72 Chacun doit payer sa dette

28 juillet 2011

Il s’arrêta pour juger de l’effet de ses paroles. Devant leur silence poli, il continua :
“D’une certaine façon, je l’aimais bien.”
Beaudoin imagina aussitôt Alex répétant ironiquement "d’une certaine façon, en effet !" et surprit dans le regard de Vogel quelque chose du même ordre. Comme Balinaud semblait avoir fait le tour de ce qu’il voulait dire, il fallut insister un peu :
“C’est-à-dire ? Vous l’aimiez assez pour aller la rejoindre à la campagne.”
“Ce n’est pas ça.”
“Vous n’alliez pas partager ces jeux érotiques dont nous avons des cassettes entières ? Visiblement vous l’aimiez, oui !”
Balinaud se tassa un peu.
“Quand je dis que je l’aimais, ce n’est pas ça. Ni moi, ni elle n’aimions ce que vous avez vu. Nous n’aimions pas le faire, croyez-moi, et savoir que Lannois filmait n’arrangeait rien.”

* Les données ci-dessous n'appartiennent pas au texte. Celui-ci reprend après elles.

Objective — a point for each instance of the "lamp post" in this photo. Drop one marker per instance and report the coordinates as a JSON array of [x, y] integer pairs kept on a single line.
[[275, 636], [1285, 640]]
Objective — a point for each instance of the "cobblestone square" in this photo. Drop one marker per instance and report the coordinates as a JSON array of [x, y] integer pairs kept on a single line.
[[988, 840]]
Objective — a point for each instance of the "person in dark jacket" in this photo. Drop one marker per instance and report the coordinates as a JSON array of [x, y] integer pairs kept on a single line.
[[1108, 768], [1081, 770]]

“Vous aviez peur qu’il ne se serve de ses cassettes pour vous faire chanter ?”
“Non, pas vraiment. On le voit aussi et cela ne ferait pas pas très chic pour notre cher grand académicien.”

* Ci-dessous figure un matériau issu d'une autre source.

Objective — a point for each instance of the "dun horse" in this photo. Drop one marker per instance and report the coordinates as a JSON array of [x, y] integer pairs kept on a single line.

“Pourquoi alliez-vous vous habiller de cuir dans un coin perdu de Normandie si cela ne vous plaisait pas ?”


“C’est Lannois qui m’a fait entrer chez Saunders.”
“Vous poussez la reconnaissance un peu loin, non ?” ironisa Vogel.
“Ecoutez, ce n’est pas facile d’arriver au poste où je suis. J’en ai parfaitement les compétences mais le journalisme n’est pas affaire de compétence. Enfin pas comme ça. Pas seulement. Vous entrez parce que vous connaissez quelqu’un. Si vous êtes compétent, tant mieux mais ce n’est pas pour cette raison que vous êtes engagé. C’est un hasard heureux.”
“Et vous, vous connaissiez Lannois. Et pour le remercier vous passiez vos week-ends à le détendre avec Lucile.”
“Non. Lannois connaissait des choses sur mon passé qui, si elles avaient été divulguées, m’auraient interdit ce poste.”
“Question de mœurs ?”
Balinaud jeta un œil traqué.
“De mœurs ? Non, pas du tout.”
“Il est en effet de notoriété publique que vous ameniez vos amants au domicile conjugal, que vous les imposiez à votre femme et à votre fils.”
Il se ratatina encore plus sur le fauteuil, les rides qui joignaient les ailes de son nez au menton semblaient dessinées au charbon de bois, tout comme les cernes de ses yeux.
“Qui vous a dit cela ?”
“Tout le monde le sait, pourquoi pas la police ?”
“C’est la petite Vanessa Schmidt ?”
“Non.”
“Parce qu’elle me doit son engagement.”
“Nous savons cela aussi. Parlez-nous plutôt de ce que Lannois savait d’original sur vous qui vous obligeait à ces exhibitions déshonorantes.”
“Ce que je voudrais que vous sachiez absolument, c’est que Lucile n’aimait pas ces séances plus que moi. Je la connaissais suffisamment pour en être sûr. Il l’a connue quand elle était très jeune...”
“Soyez assez aimable pour nous éviter l’historique. Nous savons tout cela,” l’interrompit Vogel.